Also images outside the database can be easily stolen whereas ones in the database are as secure as everything else in the database.
There are lots of reasons for NOT storing images in the database and a number of reasons FOR storing them in the database. Anyone who automatically chooses one option or the other because that’s the way they have always done it is the one demonstrating that they are incompetent. This might just be the exception case where doing it the other way will provide more advantages and less disadvantages.
Personal preference shouldn’t come into it - both ways have advantages and disadvantages and when you weigh them all up in a given situation one way or the other will be obviously better regardless that you prefer the way you know - having not learnt how the alternative works and the situations where that alternative perhaps gets rid of 90% of your code and maybe runs 20% faster.
I assume that the OP asked the question in the first place because they wanted to consider the pros and cons of both alternatives and how they apply to their particular situation and are not holding a popularity contest.
Thanks, didn’t know that. I learn something new here everyday.
Also the problem of losing the 10% of the images wasn’t incompetence - it was lack of communication between the team writing the application and the team responsible for the backups - the one team was never informed that anything needed backing up except the database and the other team was never informed that only the database was being backed up.
Incompetence may have been a bit strong, I admit. But still, if communication had been good, this wouldn’t have happened.
As for the 90% of images that weren’t needed anyway - that was because the images were not stored in the database and so deleting the last of the thousands of database references to an image didn’t delete the image as well. Some were also leftovers because the database query did a ROLLBACK and the image didn’t understand that meant that it diidn’t need to save itself.
Yes, I agree that the effort to keep separate handling of images and data synchronized (I’m sure that’s not the correct word, but I hope you understand what I mean) depends on the complexity of the application, and is surely a factor to be considered.
[ot]
Also images outside the database can be easily stolen whereas ones in the database are as secure as everything else in the database.
Makes me wonder: wouldn’t it be possible to store them in a protected folder, and display them with some code similar to that used to get them from the database?[/ot]
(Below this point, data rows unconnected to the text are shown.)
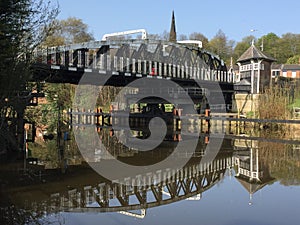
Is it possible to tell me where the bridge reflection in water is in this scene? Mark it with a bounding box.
[49,155,232,214]
[4,129,299,224]
[11,127,298,219]
[7,126,236,219]
[5,119,300,222]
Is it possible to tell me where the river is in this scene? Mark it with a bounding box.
[1,125,300,225]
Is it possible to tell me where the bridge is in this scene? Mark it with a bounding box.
[13,152,234,217]
[31,35,240,122]
[32,31,238,110]
[33,39,237,85]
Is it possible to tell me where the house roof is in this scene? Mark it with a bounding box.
[282,64,300,71]
[233,64,239,71]
[237,44,276,63]
[271,64,283,70]
[235,176,267,194]
[234,79,251,86]
[235,166,275,195]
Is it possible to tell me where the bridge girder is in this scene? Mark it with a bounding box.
[32,39,235,86]
[22,158,232,215]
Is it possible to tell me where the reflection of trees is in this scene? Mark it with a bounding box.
[30,140,59,168]
[238,129,300,186]
[29,130,84,168]
[259,142,300,185]
[95,128,141,159]
[0,205,65,225]
[1,193,61,225]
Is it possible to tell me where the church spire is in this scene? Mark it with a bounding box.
[169,11,177,42]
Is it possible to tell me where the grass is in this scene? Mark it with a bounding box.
[288,96,300,110]
[246,111,255,118]
[292,97,300,107]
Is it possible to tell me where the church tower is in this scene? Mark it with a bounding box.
[169,11,177,42]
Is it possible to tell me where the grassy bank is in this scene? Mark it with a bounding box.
[257,84,300,120]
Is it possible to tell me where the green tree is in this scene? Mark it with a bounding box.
[208,29,235,64]
[281,33,300,55]
[286,55,300,64]
[1,0,57,100]
[257,33,280,60]
[232,35,254,61]
[234,32,300,64]
[0,0,58,155]
[29,17,95,135]
[43,17,94,47]
[277,33,300,64]
[189,32,209,48]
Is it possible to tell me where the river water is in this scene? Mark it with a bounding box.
[1,126,300,225]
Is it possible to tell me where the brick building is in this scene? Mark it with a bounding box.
[272,64,300,79]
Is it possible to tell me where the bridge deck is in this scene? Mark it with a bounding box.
[32,40,238,86]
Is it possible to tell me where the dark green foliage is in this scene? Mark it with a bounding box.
[207,31,300,65]
[286,54,300,64]
[0,0,58,155]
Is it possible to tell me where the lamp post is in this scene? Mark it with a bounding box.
[250,29,258,46]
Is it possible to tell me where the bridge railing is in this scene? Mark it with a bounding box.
[35,156,233,214]
[33,43,238,83]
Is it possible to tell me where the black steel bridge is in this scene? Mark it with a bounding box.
[33,39,237,85]
[14,151,234,218]
[32,37,238,109]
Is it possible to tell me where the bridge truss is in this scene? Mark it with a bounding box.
[33,39,237,86]
[23,155,234,216]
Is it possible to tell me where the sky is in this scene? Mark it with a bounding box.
[56,0,300,43]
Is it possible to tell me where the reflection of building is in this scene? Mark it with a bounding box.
[234,142,275,204]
That goes part way to achieving the security that placing the images in the database would give but you’d need to add code to it to test if the current person is allowed to access the image. When extracting from the database that would already have been taken care of as that criteria would be part of the WHERE clause on the select.
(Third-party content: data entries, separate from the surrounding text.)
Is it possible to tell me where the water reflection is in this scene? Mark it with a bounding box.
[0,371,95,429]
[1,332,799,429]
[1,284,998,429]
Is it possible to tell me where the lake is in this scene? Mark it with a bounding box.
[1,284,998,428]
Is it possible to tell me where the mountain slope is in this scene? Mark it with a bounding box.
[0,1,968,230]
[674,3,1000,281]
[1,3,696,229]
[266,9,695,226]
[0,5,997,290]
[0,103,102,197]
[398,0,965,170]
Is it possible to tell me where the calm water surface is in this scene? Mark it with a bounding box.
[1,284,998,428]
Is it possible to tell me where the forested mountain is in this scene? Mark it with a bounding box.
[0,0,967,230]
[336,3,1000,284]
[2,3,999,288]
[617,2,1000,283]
Again its a trade off between the data taking up more space and the code being a lot longer.
Which way you go with this will mostly depend on the size of the application you are developing. For tiny applications keeping the images separate usually has advantages but with bigger applications the benefits of placing the images in the database usually far exceed the alternative and can save millions of lines of code.
In the book “SQL Antipatterns” by Bill Karwin placing images outside of the database is one of the 24 practices that he identifies as usually being a bad idea. There is a whole chapter of that book that covers all the different sorts of things that can go wrong if you keep the images separate as well as lists of the pros and cons of both alternatives so that you can decide whether your application is one where the benefits of placing the images separately outweigh all the disadvantages that you get from doing so.
From my experience the main problem people have in this area is that keeping the images separate is usually a good idea for tiny applications but the advantages of doing that disappear as the application gets bigger while those used to working on the tiniest of applications don’t realise the problems they are creating for themselves when they continue to keep the images separate when their application has grown big enough to make it better to put them in the database - even if the only benefit you will get from that is automatic cleanup of images on a ROLLBACK it might be worth it.